3–5 days with a cork in a cold, dark environment The longer a red wine lasts after opening, the more tannin and acidity it contains. As a result, a light red with minimal tannins, such as Pinot Noir, will not last as long as a rich red, such as Petite Sirah. Even after the first day of opening, some wines will improve. After opening red wines, store them in a fridge or a dark, excellent spot. If you don’t have a chiller, keeping the wine in the fridge is preferable to leaving it out in a 70°F (21°C) room.

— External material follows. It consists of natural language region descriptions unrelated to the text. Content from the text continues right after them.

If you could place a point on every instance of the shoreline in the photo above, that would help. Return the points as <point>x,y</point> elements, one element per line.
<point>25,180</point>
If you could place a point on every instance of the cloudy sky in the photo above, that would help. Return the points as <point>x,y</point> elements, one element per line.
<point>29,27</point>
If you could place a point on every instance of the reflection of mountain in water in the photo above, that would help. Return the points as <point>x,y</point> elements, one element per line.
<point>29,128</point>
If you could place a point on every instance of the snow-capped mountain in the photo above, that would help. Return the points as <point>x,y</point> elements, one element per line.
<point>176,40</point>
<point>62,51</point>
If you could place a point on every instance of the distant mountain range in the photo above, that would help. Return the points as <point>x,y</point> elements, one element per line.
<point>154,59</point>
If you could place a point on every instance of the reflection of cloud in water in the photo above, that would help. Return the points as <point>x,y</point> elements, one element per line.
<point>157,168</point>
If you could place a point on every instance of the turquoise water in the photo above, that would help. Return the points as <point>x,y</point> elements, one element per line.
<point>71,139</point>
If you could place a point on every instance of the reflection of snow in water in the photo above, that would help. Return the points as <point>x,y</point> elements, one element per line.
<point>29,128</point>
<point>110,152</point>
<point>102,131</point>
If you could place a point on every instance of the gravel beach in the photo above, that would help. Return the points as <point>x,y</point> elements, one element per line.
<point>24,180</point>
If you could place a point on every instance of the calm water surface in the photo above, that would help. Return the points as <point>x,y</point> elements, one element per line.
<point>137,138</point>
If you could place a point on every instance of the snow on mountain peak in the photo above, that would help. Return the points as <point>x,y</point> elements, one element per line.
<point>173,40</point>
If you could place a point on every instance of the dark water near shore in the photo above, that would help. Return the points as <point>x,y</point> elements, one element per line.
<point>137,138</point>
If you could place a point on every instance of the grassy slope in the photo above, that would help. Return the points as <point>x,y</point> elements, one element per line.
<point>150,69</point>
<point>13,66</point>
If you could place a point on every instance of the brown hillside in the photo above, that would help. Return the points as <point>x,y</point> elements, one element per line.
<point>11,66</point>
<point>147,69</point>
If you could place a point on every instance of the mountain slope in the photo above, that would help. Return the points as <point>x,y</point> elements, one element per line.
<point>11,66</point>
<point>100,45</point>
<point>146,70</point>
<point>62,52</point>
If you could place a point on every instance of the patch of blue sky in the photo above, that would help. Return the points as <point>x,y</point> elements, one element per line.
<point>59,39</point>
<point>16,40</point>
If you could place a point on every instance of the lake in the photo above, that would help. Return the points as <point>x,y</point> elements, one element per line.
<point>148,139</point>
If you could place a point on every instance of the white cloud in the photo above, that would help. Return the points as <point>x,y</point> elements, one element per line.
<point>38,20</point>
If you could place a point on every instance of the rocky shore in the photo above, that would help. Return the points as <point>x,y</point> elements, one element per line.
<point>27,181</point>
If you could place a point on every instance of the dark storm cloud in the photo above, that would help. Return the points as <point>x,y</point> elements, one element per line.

Le Petit Chavin Merlot Non-Alcoholic Red Wine


If you buy a previously opened bottle of wine, it’s likely to be contaminated with bacteria or fungi. Suppose a wine has been exposed to airly. For an extended period, a fungus or bacteria might influence its scent. If you want to make sure this wine is still delicious, stay away from it. It’s crucial to remember that meals and drinks don’t endure indefinitely.

 Red Fortified Wine

Red fortified wine

Twenty-eight days with a cork in a cold, dark area Because brandy is added to fortified wines like Port, Sherry, and Marsala, they have a significantly extended shelf life. While these wines appear fantastic when exhibited on a high shelf, exposure to light and heat will cause them to lose their brilliant tastes more rapidly. Madeira and Marsala are the two wines that will keep indefinitely once opened since they’ve already been oxidized and cooked! To give you an idea, the sweeter the dessert wine is, the longer it will stay open. The same temperature-based guidelines apply here: they should be kept in the refrigerator.


If you’ve just opened an unopened wine bottle, you’ll be surprised by how bad it is. This is because air can turn the alcohol in the wine into acetic acid. In addition to this, the wine can also have a foul odor. It can also be cloudy or discolored, and its cork can be poorly positioned. All of these signs will tell you that the wine is terrible.